Le parc des voitures électriques et des hybrides rechargeables regroupe jusqu'ici des modèles à vocation économique même si les prix sont toujours considérés comme hors d'atteinte de bon nombre d'acheteurs.

En dehors du créneau de 30 000$ à 40 000$ (après subventions), personne n'avait encore osé s'adresser à une clientèle plus à l'aise, soucieuse elle aussi de l'environnement, mais en quête des attributs d'une auto de grand luxe et de haute performance.

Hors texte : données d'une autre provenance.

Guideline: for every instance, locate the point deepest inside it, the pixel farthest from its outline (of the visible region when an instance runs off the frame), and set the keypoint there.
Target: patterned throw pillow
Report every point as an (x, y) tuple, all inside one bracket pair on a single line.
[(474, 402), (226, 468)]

D'accord, il y a eu la Tesla Roadster, une sportive aguerrie aux accélérations foudroyantes qui était davantage une curiosité qu'un pas en avant dans l'expansion du marché de la voiture électrique. On en a beaucoup parlé, mais ce petit bolide, conçu à partir de la Lotus Elise, n'était finalement qu'un jouet assez peu utile, sauf pour s'adonner à des gymkhanas dans des terrains de stationnement inoccupés.

Sachant très bien que ce premier modèle à la fois trop cher et trop ésotérique n'irait nulle part, Tesla a mis au point la X, berline luxueuse de format moyen plus rationnelle, mais dont les premiers spécimens tardent à meubler le garage des acheteurs qui en ont réservé un.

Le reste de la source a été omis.